No dia seguinte, Cláudia envia: “Ficamos acordados 2 milhões no ato da assinatura do contrato de arrendamento, sendo um milhão pro juiz e um milhão para nós. E o remanescente quando da decisão judicial de homologação do contrato de arrendamento da cotton”.
Em 8 de outubro, veio uma cobrança: “Temos que acertar imediatamente o juiz”. Jorge questiona: “E o juiz da fazenda e adm?”, supostamente em referência ao juiz Paulo Roberto Brescovici, do Tribunal Regional do Trabalho da 23ª Região (TRT-23). Cláudia responde: “Vão passar aqui no escritório para falarmos pessoalmente. Te posiciono assim que eles saírem daqui. Coloquei o pagamento no ato da assinatura. 2 milhões. E o remanescente na homologação do contrato de arrendamento da Cotton”.

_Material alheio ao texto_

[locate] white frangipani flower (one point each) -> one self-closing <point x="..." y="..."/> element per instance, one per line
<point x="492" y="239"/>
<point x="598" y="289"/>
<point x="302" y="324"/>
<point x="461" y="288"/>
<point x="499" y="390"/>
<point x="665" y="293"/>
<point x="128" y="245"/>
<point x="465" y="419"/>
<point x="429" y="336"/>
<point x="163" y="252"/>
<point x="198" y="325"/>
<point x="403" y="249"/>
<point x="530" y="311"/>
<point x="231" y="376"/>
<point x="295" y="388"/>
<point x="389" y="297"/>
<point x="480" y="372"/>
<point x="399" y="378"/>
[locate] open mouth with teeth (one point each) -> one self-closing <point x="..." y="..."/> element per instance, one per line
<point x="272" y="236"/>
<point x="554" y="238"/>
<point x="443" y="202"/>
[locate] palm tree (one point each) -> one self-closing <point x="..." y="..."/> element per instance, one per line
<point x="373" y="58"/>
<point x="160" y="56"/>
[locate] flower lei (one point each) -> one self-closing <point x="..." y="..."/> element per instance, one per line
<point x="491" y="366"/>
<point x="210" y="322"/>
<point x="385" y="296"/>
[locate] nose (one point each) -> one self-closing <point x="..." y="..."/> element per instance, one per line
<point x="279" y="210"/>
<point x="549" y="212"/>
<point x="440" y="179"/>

Em 17 de outubro, a advogada faz referência ao juiz Flavio Miraglia: “Vamos finalizar isso na segunda. Pq dai já vou atrás de despachar com o Dr Flavio. Já pagamos também. E assim concluímos. E deixamos de correr risco”, escreve. Quatro dias depois, afirma: “Atrasei aqui na reunião com o Dr Flavio, mas ja estou indo”. Na sequência: “tudo ok agora é só pagar ele (sic)”.
Com o material entregue por Zanette, Possamai protocolou uma reclamação contra os juízes no CNJ. Em agosto de 2015, a ministra Nancy Andrighi mandou as corregedorias investigarem o caso. Três anos depois, a corregedoria do TJ-MT informou que não comenta casos sob sigilo. O pleno do TJ decidirá nos próximos dois meses se aposenta compulsoriamente o juiz Flavio Miraglia Fernandes, cuja conduta em outros processos de falência envolvendo empresas com patrimônio milionário é investigada.
O que dizem os juízes
Em fevereiro deste ano, o ministro corregedor-geral da Justiça do Trabalho, Renato de Lacerda Paiva, arquivou o inquérito que corria na corregedoria contra Brescovici. “Não se vislumbram provas, sequer indiciárias, das supostas irregularidades cometidas pelo magistrado”, escreveu. Em fevereiro deste ano, o Ministério Público Federal (MPF) de Mato Grosso acusou Possamai de “imputar crime a inocente”.
— Sou absolutamente inocente — disse Brescovici ao jornal O Globo.
O juiz Flavio Miraglia também refutou as acusações de Possamai.
— Vivo exclusivamente do meu salário — disse o juiz, que no último mês de fevereiro recebeu um salário bruto de R$ 43.080,74. A advogada Cláudia Ferreira não atendeu aos telefonemas da reportagem. Ao juízo, contudo, assumiu ter conversado por WhatsApp com Jorge Zanette, mas disse que os diálogos foram manipulados. Alegou que houve a troca da palavra “Luis” por “juiz” — e contratou uma perícia particular, cujo resultado, anexado ao processo, restringiu-se a detalhar o funcionamento de aplicativos como o WhatsFake, que permite adulterar conversas no aplicativo. Os corregedores não pediram perícia no aparelho. O empresário Jorge Zanette não foi localizado.
Atualmente, a fazenda está em poder de Possamai. Alain Borges ainda tenta reverter a venda judicial na Justiça.